Produkty zawierające węglowodany złożone, czyli takie jak właśnie makaron, zaleca się spożywać przed treningiem. Wystarczają one organizmowi na długi czas, co zapobiega gwałtownemu spadkowi cukru we krwi i opadnięciu z sił. Na dwie do trzech godzin przed planowanym treningiem dobrze jest więc zjeść posiłek zawierający makaron, aby zyskać energię do ćwiczeń. Najlepiej wybrać produkty z mąki oczyszczonej, np. ryżowej, kukurydzianej lub sojowej. Pozwoli to uniknąć uczucia ciężkości i dolegliwości jelitowo-żołądkowych.

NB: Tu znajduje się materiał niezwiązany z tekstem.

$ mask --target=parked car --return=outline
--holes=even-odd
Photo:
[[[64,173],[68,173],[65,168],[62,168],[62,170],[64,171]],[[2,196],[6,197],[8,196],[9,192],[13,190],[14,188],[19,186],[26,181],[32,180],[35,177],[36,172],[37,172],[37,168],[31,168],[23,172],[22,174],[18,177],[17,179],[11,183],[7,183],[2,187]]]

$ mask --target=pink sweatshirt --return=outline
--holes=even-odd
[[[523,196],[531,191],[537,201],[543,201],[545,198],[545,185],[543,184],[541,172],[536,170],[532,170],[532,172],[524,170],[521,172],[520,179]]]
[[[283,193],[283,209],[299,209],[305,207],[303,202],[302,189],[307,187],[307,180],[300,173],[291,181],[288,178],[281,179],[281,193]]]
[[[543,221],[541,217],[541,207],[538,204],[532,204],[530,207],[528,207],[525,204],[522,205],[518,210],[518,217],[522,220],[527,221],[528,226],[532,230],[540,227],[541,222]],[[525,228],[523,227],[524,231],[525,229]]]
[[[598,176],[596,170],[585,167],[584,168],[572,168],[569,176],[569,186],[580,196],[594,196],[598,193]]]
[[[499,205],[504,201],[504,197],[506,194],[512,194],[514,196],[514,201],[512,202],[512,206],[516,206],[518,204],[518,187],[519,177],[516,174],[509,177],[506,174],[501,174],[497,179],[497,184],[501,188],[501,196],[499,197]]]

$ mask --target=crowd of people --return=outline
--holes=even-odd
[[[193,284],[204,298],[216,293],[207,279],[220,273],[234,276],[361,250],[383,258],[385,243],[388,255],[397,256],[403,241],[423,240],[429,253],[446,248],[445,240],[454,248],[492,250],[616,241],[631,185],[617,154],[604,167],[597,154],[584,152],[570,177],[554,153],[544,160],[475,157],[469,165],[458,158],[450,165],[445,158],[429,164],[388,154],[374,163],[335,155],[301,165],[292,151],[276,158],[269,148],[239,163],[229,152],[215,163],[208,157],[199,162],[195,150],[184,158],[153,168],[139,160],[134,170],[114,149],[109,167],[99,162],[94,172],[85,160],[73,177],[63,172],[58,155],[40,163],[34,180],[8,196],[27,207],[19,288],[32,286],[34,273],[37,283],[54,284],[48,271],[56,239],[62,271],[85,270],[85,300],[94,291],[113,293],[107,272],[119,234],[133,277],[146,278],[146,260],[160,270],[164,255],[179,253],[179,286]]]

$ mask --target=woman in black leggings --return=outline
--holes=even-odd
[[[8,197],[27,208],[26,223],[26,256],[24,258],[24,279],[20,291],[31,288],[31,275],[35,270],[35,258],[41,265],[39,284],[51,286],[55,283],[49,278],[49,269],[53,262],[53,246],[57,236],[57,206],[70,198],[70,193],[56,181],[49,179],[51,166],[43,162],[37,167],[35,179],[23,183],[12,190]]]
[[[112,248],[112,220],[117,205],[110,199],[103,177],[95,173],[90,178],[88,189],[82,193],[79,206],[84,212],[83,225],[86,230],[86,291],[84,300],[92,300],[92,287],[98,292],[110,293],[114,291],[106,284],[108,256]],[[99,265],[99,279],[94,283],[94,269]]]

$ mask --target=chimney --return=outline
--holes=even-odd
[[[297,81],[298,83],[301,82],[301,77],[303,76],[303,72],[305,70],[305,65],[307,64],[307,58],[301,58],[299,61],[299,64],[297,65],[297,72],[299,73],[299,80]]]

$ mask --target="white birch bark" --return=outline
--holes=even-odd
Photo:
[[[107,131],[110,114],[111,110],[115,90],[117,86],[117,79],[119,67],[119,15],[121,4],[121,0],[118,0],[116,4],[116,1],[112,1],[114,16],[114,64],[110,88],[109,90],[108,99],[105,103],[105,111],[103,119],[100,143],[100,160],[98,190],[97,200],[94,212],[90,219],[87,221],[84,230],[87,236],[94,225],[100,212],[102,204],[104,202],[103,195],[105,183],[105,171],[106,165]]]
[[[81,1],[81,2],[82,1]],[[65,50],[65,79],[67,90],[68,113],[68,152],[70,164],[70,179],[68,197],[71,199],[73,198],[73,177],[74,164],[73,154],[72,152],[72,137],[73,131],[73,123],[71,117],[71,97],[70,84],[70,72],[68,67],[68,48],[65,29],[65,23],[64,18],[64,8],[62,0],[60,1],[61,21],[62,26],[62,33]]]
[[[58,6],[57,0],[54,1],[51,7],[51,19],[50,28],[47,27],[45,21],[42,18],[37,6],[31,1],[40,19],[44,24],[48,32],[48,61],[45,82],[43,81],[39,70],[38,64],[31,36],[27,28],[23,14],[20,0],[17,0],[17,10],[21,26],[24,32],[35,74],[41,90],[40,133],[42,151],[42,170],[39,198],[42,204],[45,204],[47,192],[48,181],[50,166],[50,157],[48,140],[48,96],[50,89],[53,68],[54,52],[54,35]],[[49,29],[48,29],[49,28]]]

Po wysiłku również warto sięgnąć po węglowodany, aby komórki mięśniowe mogły się zregenerować. Warto jednak pamiętać, aby w posiłku nie zabrakło białka, które pozwoli uzupełnić niedobór energii i zbudować masę mięśniową. Takich korzyści dostarczą makarony pełnoziarniste – razowe lub gryczane. Są trudniejsze w strawieniu, jednak pełnią bardzo ważną rolę w profilaktyce cukrzycy typu II, chorób serca, a także otyłości.

 

Makaron wbrew swojej złej sławie ma wiele zalet. Przede wszystkim jest źródłem łatwo przyswajalnych węglowodanów, których nie może zabraknąć w diecie sportowca. W ramach eksperymentów i zachowania różnorodności posiłków, warto zainteresować się makaronami otrzymywanymi z różnych surowców. Z rozsądkiem należy także dobierać do nich dodatki, które w łatwy sposób mogą przyczynić się do powstania prawdziwej bomby kalorycznej.